While reducing sedentary screen behaviors may have a positive impact on improving the health of children, this paper highlights the need for future research in this area. Interventions to reduce sedentary screen time need to be explored further with different age groups (children less than 6 years old, teenagers, and adults) and in various different delivery settings (pediatrician offices, schools, after-school programs, communities, etc.). As new screen options continuously emerge (smart phones, ipads, etc.), it will be necessary to conduct comprehensive research that targets these other sedentary screen options. It is imperative that reliable and valid measurements of screen behaviors are developed and that measure all important sedentary screen time options. Finally, as screen-based behaviors appear to play a more prominent role in American’s leisure time, reducing sedentary screen time alone may not be enough. Research needs to investigate ways to make sedentary screen behaviors more active.

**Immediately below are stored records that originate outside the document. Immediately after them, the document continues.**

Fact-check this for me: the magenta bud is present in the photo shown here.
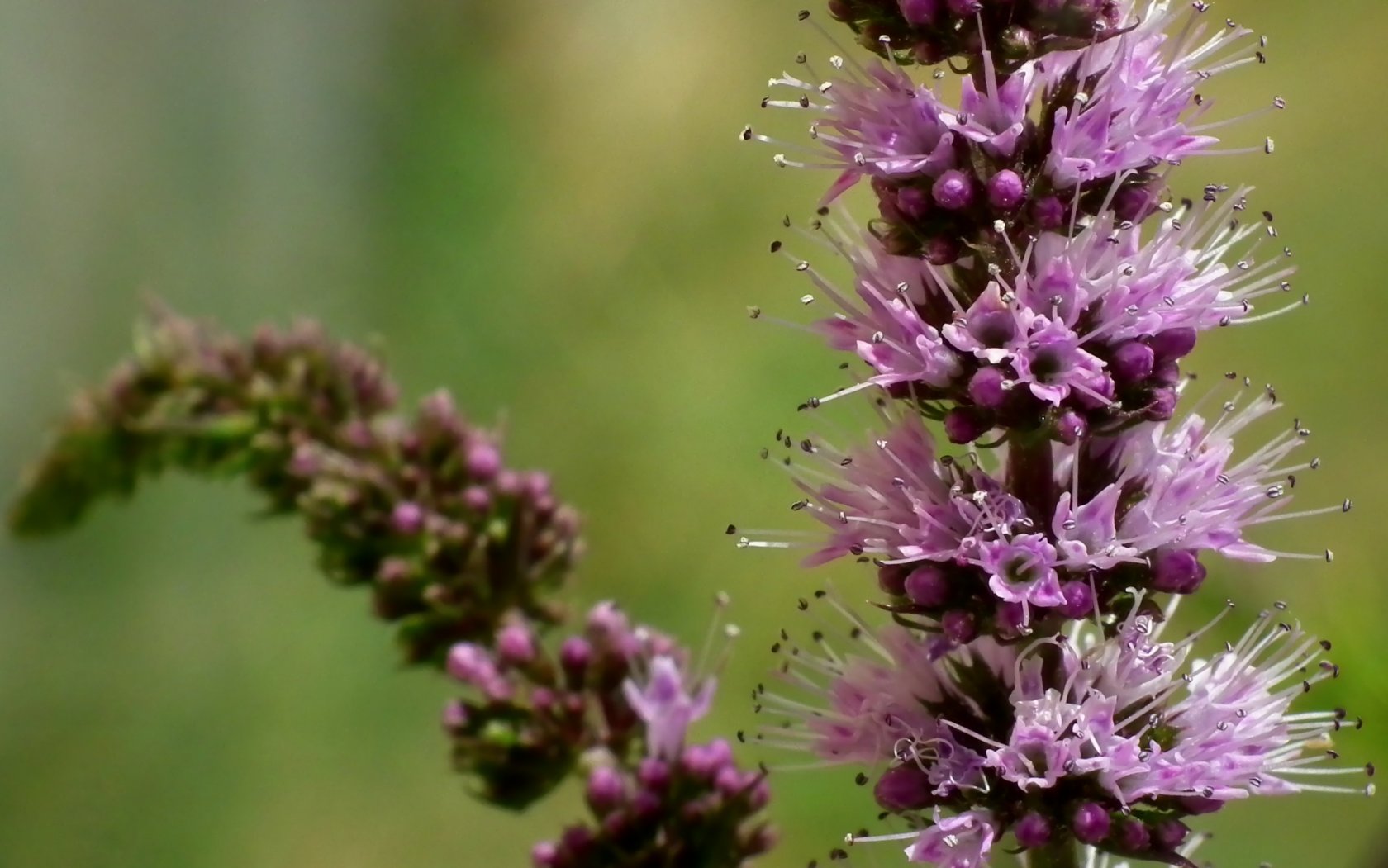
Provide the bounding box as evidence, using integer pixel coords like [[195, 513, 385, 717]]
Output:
[[1117, 819, 1152, 853], [530, 840, 559, 868], [1109, 341, 1156, 382], [945, 406, 992, 445], [1012, 811, 1051, 850], [462, 486, 492, 513], [905, 564, 949, 609], [584, 766, 626, 817], [1055, 410, 1090, 447], [1031, 196, 1066, 229], [1152, 819, 1191, 853], [559, 637, 592, 681], [497, 624, 535, 664], [1148, 329, 1198, 362], [441, 700, 468, 729], [1070, 801, 1110, 844], [468, 441, 501, 482], [1056, 581, 1094, 619], [988, 169, 1027, 211], [930, 169, 973, 211], [992, 600, 1027, 639], [1178, 796, 1224, 815], [969, 368, 1008, 410], [939, 609, 978, 645], [635, 757, 670, 790], [1152, 549, 1205, 594], [896, 0, 939, 26], [872, 762, 939, 814], [896, 187, 930, 221], [390, 500, 425, 537]]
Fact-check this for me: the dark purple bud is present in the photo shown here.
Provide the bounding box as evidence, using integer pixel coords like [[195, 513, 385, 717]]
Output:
[[1143, 387, 1176, 421], [905, 564, 949, 609], [969, 368, 1008, 410], [872, 762, 939, 814], [930, 169, 973, 211], [896, 187, 930, 221], [1113, 186, 1160, 223], [1148, 362, 1181, 386], [1152, 549, 1205, 594], [945, 406, 992, 445], [1055, 410, 1090, 447], [390, 500, 425, 537], [530, 840, 559, 868], [1152, 819, 1191, 853], [1117, 819, 1152, 853], [1070, 801, 1109, 844], [584, 766, 626, 817], [877, 564, 909, 596], [1109, 341, 1156, 382], [559, 637, 592, 684], [1148, 329, 1200, 362], [1056, 581, 1094, 619], [497, 624, 535, 664], [896, 0, 939, 26], [920, 235, 961, 265], [939, 609, 978, 645], [1031, 196, 1066, 229], [1012, 811, 1051, 850], [988, 168, 1027, 211]]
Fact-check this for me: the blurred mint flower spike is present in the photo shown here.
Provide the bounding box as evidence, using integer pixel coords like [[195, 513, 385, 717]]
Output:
[[444, 603, 772, 868], [801, 0, 1131, 69], [10, 306, 397, 535], [757, 595, 1373, 866], [10, 303, 582, 664]]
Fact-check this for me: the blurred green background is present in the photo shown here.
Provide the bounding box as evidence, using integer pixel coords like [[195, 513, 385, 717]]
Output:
[[0, 0, 1388, 868]]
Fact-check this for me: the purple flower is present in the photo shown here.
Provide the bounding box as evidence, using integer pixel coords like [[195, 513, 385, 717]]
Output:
[[622, 654, 716, 760], [1041, 2, 1280, 188], [906, 809, 998, 868]]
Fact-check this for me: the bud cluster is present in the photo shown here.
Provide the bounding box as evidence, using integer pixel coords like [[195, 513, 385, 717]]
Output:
[[10, 312, 582, 664], [729, 0, 1373, 868]]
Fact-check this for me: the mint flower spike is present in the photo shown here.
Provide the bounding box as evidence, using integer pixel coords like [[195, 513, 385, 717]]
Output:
[[10, 311, 582, 666], [494, 600, 774, 868], [753, 594, 1374, 868]]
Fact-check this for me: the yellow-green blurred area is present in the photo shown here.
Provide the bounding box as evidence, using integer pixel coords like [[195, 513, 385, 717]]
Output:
[[0, 0, 1388, 868]]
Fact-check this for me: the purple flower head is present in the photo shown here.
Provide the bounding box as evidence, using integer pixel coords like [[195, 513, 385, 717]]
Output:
[[906, 809, 998, 868], [1043, 2, 1281, 188], [744, 57, 955, 202], [622, 654, 716, 758], [758, 594, 1373, 864]]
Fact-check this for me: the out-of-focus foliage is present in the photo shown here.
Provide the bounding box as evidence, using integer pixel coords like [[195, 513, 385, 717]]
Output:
[[0, 0, 1388, 868]]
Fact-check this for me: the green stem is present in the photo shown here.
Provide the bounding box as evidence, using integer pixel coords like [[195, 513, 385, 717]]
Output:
[[1027, 837, 1080, 868]]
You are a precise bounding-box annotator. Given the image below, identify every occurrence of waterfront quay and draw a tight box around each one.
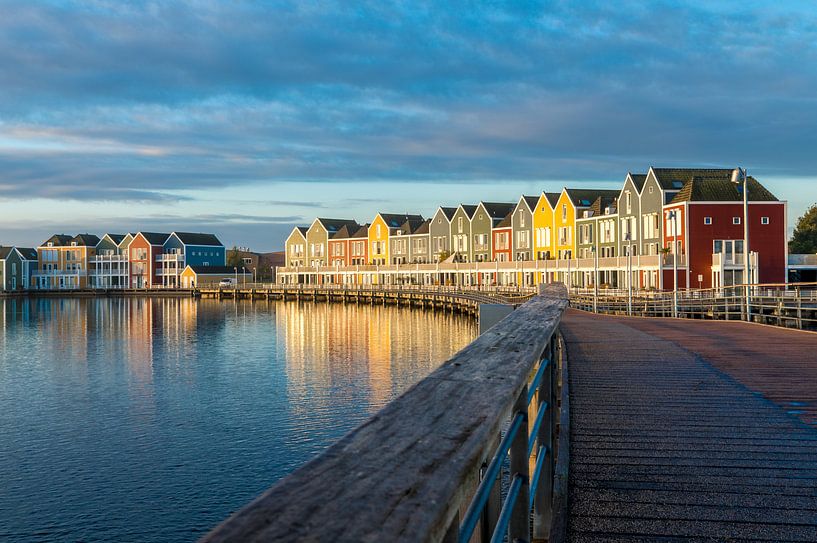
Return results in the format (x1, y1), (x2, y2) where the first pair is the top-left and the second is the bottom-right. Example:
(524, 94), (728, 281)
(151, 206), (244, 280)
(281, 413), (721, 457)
(204, 285), (817, 542)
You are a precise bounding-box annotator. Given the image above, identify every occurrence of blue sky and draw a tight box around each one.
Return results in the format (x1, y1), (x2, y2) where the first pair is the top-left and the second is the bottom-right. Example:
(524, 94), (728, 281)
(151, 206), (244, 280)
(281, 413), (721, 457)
(0, 0), (817, 250)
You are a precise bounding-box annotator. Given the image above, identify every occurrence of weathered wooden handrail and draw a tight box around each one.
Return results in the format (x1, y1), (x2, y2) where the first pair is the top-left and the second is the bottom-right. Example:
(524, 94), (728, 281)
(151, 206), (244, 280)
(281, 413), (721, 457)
(203, 285), (567, 542)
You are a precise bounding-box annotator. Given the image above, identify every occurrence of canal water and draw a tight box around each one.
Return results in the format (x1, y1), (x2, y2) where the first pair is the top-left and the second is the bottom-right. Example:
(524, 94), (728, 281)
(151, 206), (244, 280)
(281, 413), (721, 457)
(0, 298), (477, 542)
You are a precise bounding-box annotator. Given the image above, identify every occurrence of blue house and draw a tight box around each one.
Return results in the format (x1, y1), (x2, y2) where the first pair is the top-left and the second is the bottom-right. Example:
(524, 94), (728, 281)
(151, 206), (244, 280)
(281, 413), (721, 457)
(157, 232), (227, 288)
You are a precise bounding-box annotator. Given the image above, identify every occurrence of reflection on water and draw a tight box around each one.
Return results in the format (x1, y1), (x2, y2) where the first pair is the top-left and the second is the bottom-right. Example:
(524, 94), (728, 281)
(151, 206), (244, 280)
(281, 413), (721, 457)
(0, 298), (476, 541)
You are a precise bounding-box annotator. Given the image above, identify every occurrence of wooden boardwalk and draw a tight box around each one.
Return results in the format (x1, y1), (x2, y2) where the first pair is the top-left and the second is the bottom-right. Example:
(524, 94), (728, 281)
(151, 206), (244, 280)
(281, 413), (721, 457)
(562, 310), (817, 542)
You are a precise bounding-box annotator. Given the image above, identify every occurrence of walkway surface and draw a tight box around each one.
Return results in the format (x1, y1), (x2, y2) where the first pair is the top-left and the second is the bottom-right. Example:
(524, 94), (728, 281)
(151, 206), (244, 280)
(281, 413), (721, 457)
(562, 310), (817, 542)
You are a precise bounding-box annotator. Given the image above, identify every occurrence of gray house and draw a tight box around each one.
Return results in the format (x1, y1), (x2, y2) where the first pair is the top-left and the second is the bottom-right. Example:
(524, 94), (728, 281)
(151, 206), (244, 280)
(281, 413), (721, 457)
(389, 217), (428, 264)
(471, 202), (514, 262)
(451, 204), (477, 262)
(511, 196), (539, 260)
(0, 246), (25, 292)
(617, 173), (647, 256)
(428, 207), (457, 262)
(306, 217), (360, 266)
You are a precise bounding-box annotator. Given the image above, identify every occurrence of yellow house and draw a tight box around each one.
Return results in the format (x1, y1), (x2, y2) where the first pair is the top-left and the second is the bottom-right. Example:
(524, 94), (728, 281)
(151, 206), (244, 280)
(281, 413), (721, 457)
(553, 188), (619, 259)
(533, 192), (560, 260)
(368, 213), (424, 266)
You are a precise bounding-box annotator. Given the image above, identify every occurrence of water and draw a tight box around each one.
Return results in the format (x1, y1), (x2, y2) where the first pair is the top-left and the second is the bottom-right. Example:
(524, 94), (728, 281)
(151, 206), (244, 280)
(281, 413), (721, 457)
(0, 298), (476, 541)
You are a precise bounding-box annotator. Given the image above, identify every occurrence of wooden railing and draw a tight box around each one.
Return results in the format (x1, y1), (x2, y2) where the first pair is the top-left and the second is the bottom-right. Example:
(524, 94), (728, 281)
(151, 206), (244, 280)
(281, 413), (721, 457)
(203, 285), (569, 542)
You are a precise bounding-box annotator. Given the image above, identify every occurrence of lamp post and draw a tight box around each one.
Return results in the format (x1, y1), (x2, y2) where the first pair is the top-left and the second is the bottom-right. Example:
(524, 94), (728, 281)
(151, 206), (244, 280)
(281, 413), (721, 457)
(732, 167), (752, 322)
(624, 232), (633, 315)
(669, 210), (678, 318)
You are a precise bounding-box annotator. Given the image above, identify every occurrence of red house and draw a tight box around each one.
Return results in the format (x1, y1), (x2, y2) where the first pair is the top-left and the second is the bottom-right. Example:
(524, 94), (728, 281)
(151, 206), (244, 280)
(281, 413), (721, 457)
(663, 177), (788, 290)
(128, 232), (170, 288)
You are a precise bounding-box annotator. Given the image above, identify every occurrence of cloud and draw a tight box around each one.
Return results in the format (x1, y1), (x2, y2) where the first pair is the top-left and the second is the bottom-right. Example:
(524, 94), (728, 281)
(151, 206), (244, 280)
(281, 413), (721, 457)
(0, 1), (817, 208)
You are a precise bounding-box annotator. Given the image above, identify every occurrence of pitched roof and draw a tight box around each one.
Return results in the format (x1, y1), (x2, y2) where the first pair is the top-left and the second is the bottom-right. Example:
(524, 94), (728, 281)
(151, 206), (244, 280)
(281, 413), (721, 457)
(650, 168), (734, 190)
(378, 213), (425, 228)
(102, 234), (125, 245)
(542, 192), (562, 207)
(460, 204), (479, 219)
(137, 232), (170, 245)
(351, 223), (369, 238)
(440, 206), (457, 222)
(627, 172), (647, 193)
(185, 264), (252, 275)
(494, 213), (513, 228)
(671, 176), (778, 203)
(315, 217), (359, 235)
(480, 202), (516, 220)
(565, 188), (620, 207)
(71, 234), (99, 247)
(173, 232), (223, 247)
(41, 234), (71, 247)
(15, 247), (37, 260)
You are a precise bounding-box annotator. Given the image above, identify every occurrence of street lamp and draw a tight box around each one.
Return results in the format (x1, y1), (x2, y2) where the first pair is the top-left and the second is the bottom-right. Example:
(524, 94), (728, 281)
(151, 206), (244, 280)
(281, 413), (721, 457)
(624, 232), (633, 315)
(732, 167), (752, 322)
(668, 210), (678, 318)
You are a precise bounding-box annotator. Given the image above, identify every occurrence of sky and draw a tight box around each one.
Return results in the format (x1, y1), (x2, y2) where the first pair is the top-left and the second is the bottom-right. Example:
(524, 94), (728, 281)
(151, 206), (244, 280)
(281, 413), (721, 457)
(0, 0), (817, 251)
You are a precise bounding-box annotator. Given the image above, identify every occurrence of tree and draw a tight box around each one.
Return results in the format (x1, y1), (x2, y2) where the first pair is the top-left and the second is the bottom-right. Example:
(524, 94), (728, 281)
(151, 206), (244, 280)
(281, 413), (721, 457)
(227, 245), (244, 268)
(789, 204), (817, 254)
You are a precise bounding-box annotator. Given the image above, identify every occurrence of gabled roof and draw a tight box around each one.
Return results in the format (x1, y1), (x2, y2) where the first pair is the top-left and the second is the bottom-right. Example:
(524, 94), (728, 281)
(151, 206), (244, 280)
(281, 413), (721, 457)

In summary, interventions with an emphasis on reducing sedentary screen behaviors have been successful in preadolescent children. The magnitude of the significant sedentary screen behavior reductions varied greatly (−0.44 h/day to −3.1 h/day). Importantly, the most effective interventions for reducing sedentary screen behaviors in children focused exclusively on sedentary screen behaviors or involved tools beyond the use of behavior modification techniques. Results from these interventions also suggest that behavioral modification strategies alone may be less effective at reducing sedentary screen behaviors when sedentary screen behaviors are one of multiple health-related behaviors of interest and when sedentary screen behaviors are not the primary outcome of interest. Focusing on multiple health behaviors at once may dilute the outcomes of specific health behaviors. In several of the studies that targeted multiple health-related behaviors, sedentary screen behaviors increased or were not affected at all. Based on the results of this paper, there is a need for future research to better understand methods to more effectively reduce sedentary screen time in children.